Digital “hangouts” can also help you maintain your connection, even if they may not completely replace in-person interactions. A weekly or monthly video chat with your college friends could contribute significantly to your continued sense of togetherness. You can also participate in shared digital activities, like playing remote online games or watching movies or TV shows “together.”
Share your happiness
It may also be important to respond appropriately when your friends do the same for you. Giving sincere and enthusiastic congratulations for their positive news can reinforce their desire to connect.
Keep communication channels open
Having an ongoing “conversation” with your college friends could go a long way toward continuing to sense you are present in each other’s lives. This can take many different forms, including the following:
Group chats
Modern communication technologies have spawned countless platforms for remote interaction. You may want to try starting a group chat within the first few months after graduation, when your sense of closeness is still strong.
Writing letters or emails
Supplementing your chat interactions with longer-form written content, like letters or emails, can enable a richer exchange of news and thoughts than short texts allow. You could even try sending “newsletters” updating your friend circle about events in your lives.
Gift exchanges
Taking turns sending small and thoughtful gifts to each other is another way you and your friends could maintain a sense of ongoing intimacy. This can become a form of communication all by itself. For example, sending souvenirs from your travels or mementos of significant events could be a way to keep friends informed about what you’ve been up to.
Include your old friends in your new life
Though college can be a fertile time for friendships, most people continue forming new connections even after leaving school. You may want to make an effort to introduce your new friends to your old ones — if they hit it off, your past and present social circles may be woven together.
Similarly, if you wind up finding a spouse or life partner, you can try to create opportunities for them to befriend your college friends. If you and your former classmates have children, arranging playdates between them might allow your friendship to carry over to the next generation.
Take advantage of resources for former students
When you’re looking to remain in touch with the people you knew in college, your school itself may be a valuable source of help — many academic institutions provide a variety of resources to help alumni network and communicate. For instance, you might join alumni associations, class reunions, and virtual alumni communities.

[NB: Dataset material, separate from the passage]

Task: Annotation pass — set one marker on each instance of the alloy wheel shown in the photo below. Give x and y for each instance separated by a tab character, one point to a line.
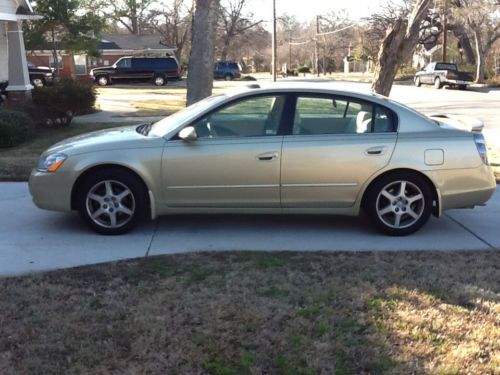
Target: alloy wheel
400	204
110	204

Care for your mental health
Nurturing friendships can support your psychological well-being, but the reverse can also be true. Conditions like depression and anxiety often lead to social isolation by decreasing your motivation to connect with others. It may be easier to remain close to your peer group from college if you prioritize your mental health by talking with a therapist.
If a full schedule is contributing to your difficulties with maintaining post-college friendships, you may be uncertain about whether you can fit in therapy as well. Many people in this situation find online therapy a helpful option. Talking with a mental health professional remotely often allows for more flexibility in scheduling.
Evidence from clinical trials increasingly suggests that internet-delivered therapy can be effective at treating conditions like social anxiety that can interfere with interpersonal connections.